Unter dem Fahrstand und der Außenborderwanne verlegte die Werft die Leitungen fest und übersichtlich, bei der nachträglichen Verkabelung des Außenborders sieht die Befestigung dagegen nicht so ordentlich aus. Bis auf die Tatsache, dass der Spritfilter Aufpreis kostet, überzeugt die Tankanlage; dazu zählen fest gehalterter Tank, Absperrhahn, zwei Schellen an den Schlauchanschlüssen und ein gesicherter Tankdeckel.

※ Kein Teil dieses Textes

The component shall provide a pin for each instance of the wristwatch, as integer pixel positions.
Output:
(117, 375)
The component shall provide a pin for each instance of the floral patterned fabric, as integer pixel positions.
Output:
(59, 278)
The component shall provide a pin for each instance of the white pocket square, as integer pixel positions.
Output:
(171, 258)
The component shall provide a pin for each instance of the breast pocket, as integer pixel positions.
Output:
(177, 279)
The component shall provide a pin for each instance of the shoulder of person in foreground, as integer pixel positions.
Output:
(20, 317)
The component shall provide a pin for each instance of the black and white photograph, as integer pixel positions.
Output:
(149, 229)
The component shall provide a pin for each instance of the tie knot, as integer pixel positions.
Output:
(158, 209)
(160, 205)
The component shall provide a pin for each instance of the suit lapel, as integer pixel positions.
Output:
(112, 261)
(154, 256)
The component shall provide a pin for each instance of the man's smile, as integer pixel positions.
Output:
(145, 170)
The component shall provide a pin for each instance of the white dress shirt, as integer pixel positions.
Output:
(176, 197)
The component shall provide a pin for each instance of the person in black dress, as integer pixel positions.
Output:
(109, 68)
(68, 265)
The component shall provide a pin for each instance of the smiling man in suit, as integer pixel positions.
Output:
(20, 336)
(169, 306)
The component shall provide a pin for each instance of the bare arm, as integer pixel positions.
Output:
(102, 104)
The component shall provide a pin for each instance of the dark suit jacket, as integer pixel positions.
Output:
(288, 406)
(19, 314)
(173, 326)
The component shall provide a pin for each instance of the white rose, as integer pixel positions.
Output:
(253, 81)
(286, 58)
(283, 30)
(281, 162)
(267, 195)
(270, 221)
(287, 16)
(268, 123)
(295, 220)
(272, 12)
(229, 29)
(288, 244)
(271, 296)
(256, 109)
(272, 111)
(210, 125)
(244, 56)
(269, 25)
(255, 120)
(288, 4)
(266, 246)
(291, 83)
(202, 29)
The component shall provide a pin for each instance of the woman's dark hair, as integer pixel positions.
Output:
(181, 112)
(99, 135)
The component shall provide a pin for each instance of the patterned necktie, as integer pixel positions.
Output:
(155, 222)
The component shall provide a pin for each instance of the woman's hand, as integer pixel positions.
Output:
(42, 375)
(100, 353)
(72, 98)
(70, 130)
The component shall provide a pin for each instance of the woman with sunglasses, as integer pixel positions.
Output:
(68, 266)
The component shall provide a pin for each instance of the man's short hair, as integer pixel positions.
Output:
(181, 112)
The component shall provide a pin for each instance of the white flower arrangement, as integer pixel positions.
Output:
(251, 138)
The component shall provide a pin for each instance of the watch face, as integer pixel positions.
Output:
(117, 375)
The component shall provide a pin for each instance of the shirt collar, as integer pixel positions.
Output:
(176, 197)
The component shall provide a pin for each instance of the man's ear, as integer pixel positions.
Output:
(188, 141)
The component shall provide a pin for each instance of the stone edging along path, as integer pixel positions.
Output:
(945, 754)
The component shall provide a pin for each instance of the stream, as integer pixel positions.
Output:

Zwei Batterien (1 x Extra) übernehmen die Stromversorgung und sitzen in Kunststoffkästen unter der Heckbank. Daneben findet man den Wahlschalter, mit dem man die Akkus je nach gewünschter Betriebsart "umswitchen" kann. Fummelig: Um den Deckel des Heckkastens zu öffnen, müssen teilweise erst Fahrer- und Beifahrersitz zur Seite gedreht werden.

Für den 230-V-Landstromanschluss mit oder ohne Ladegerät zahlt man genauso Aufpreis wie für die Persenning und den Feuerlöscher.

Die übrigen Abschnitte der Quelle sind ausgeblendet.